Battle over violent video games heating up
January 29, 2004
By Larry Copeland
The fight over children's use of violent video games is escalating as parents, retailers, legal scholars and elected officials debate proposals to restrict minors' access to the most violent games.
Disputes in Florida, California, Washington state and Congress pit parents and lawmakers who say the games may prompt some teens to commit violence against merchants and civil libertarians who say no link exists and that such entertainment is a constitutionally protected form of free speech.
Both sides are watching a case in Washington state that some legal analysts predict will be decided by the U.S. Supreme Court (news - web sites). The state passed a law last year restricting the sale to minors of some violent games. Video game manufacturers argued that the law violated the First Amendment's free speech protection. A federal judge barred enforcement of the law until a hearing in June. Both sides have said they will appeal if they lose.
"Fresh ground in law will be made, one way or the other," says William Mayton, law professor at Emory University in Atlanta.
In the meantime, some elected officials are proposing laws that would keep the most violent games from children:
- The City Council in North Miami, Fla., on Tuesday approved an ordinance requiring retailers to get written parental approval before selling or renting such games to anyone younger than 17. But the council delayed enforcement until key court cases are decided. Under the measure, retailers would be warned, then fined up to $500 a day for repeated violations.
- California Assemblyman Leland Yee, who holds a doctorate in child psychology, introduced a bill this month that would limit sales of the most violent video games by adding them to existing laws regulating the distribution of "harmful matter" to minors. A second bill would require that such games be displayed separately from other games and on higher shelves so children can't see them. "We have tailored this bill narrowly enough to withstand constitutional muster," Yee says.
- U.S. Rep. Joe Baca (D-Calif.) said he is gathering support for his bill limiting minors' access to the most violent video games. A previous version of Baca's bill died in committee in 2002. His current legislation is awaiting a hearing by the House Judiciary Committee (news - web sites).

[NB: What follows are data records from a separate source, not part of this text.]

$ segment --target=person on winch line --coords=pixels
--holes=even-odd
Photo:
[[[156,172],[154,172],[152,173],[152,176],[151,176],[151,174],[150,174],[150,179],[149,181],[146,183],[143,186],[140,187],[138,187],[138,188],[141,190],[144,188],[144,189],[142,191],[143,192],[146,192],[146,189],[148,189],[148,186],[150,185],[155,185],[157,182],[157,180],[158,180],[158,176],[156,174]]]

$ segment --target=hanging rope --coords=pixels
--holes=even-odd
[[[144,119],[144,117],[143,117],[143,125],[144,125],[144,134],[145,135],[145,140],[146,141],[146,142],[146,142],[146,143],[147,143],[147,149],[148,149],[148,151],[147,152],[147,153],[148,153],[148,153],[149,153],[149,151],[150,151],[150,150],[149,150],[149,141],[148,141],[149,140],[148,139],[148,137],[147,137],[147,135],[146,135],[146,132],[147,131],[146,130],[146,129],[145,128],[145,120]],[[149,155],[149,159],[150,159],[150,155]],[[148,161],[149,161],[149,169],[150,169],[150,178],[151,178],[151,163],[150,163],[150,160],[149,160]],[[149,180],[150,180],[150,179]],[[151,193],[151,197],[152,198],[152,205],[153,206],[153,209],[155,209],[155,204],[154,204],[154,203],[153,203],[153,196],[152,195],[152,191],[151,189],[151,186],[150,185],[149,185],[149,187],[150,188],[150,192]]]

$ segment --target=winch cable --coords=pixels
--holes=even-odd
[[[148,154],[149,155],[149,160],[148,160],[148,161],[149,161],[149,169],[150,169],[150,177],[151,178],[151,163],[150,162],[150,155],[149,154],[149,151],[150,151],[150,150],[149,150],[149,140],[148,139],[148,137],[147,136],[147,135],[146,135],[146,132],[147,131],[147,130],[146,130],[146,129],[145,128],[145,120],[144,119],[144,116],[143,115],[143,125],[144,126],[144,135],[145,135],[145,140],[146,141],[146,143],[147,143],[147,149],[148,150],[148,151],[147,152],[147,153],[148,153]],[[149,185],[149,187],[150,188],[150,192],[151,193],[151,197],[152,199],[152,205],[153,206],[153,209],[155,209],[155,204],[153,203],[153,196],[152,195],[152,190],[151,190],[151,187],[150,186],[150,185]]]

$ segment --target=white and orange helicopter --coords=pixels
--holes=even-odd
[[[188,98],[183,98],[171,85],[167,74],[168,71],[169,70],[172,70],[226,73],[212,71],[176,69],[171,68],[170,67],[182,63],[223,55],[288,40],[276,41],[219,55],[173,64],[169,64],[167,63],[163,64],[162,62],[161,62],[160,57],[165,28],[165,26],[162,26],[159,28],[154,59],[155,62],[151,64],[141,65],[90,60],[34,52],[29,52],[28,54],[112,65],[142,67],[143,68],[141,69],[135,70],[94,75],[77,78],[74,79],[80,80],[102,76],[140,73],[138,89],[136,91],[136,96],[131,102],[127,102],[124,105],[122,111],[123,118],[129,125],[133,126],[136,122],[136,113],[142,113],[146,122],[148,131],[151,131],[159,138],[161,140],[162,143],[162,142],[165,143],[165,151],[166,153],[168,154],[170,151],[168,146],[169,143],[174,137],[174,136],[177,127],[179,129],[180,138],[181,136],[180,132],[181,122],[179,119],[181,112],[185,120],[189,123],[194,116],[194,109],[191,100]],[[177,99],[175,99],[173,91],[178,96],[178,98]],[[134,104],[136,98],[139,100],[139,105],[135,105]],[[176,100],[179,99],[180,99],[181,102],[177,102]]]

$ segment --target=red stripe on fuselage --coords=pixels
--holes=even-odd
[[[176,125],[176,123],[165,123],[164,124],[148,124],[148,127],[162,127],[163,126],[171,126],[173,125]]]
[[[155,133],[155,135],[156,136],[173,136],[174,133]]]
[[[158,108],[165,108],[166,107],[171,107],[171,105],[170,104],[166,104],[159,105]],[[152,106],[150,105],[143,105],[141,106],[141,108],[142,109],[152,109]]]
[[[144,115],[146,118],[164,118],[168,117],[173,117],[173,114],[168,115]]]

Most efforts to limit access to games have failed. But the games become more realistic with each generation of animation technology. The most violent games, in which players gun down human targets, are gory.
As video games have supplanted simpler diversions as a preferred escape of America's youth, the industry has prospered. It achieved $6.9 billion in sales in 2002. An estimated 145 million Americans play video games, and adults buy nine out of every 10 games sold, according to industry statistics.
Those who favor laws restricting the sale or rental of violent videos to minors say government should treat the games like alcohol or tobacco. They say that retailers don't always enforce a voluntary rating system and that parents don't know how violent some videos are. They say growing scientific evidence links playing violent video games to violent behavior.
Opponents of such bans say the industry polices itself and that most videos are purchased by parents or with their consent. And they question the validity of studies suggesting a link between playing violent video games and violence.
"We don't ever get complaints from parents that the rating system is broken," says Bo Andersen, president of the Video Software Dealers Association. "What you have is government trying to step in and take control of what is a parental responsibility."
Questions about whether watching violent entertainment sparks violent acts are nothing new. In 1977, a Florida teen's lawyer argued that "television intoxication" caused his client to murder an elderly neighbor when he was 15. The jury rejected that argument and convicted Ronny Zamora, who will be freed from prison in June after serving almost 27 years.
Proponents of government restrictions argue that the interactive nature of violent video games, in which players kill human targets over and over again, take them beyond the realm of movies and television. Courts so far have rejected that argument.
Part of the dispute in North Miami centers on Grand Theft Auto: Vice City, a game that contains the phrase "kill the Haitians." South Florida has thousands of Haitian immigrants. Haitians in New York and Boston also have protested the game, in which players kill Haitians and Cubans.
Take-Two Interactive Software and Rockstar Games of New York, the game's manufacturers, have apologized and promised to delete such language from future editions.
A federal appeals court in June overturned a St. Louis County, Mo., law restricting minors' access to some video games. The court reversed a district court's conclusion that video games are not protected speech. The court found that St. Louis County's contention that the games can damage some players' psychological health was "unsupported in the record." Another appeals court struck down a similar law in Indianapolis in 2001.
Washington state Rep. Mary Lou Dickerson, who sponsored the bill in her state, said her legislation isn't censorship. "There is a great deal of precedent for restricting dangerous things like alcohol and tobacco to minors," she says.
The difference, Mayton says, is that any effects of video games are mental, and the First Amendment protects against thought-control by the government.
"Having said that, the First Amendment's not an absolute," he says. "If you can show that the games do cause people to go out there and hurt others, you've got a case for an exception. Perhaps."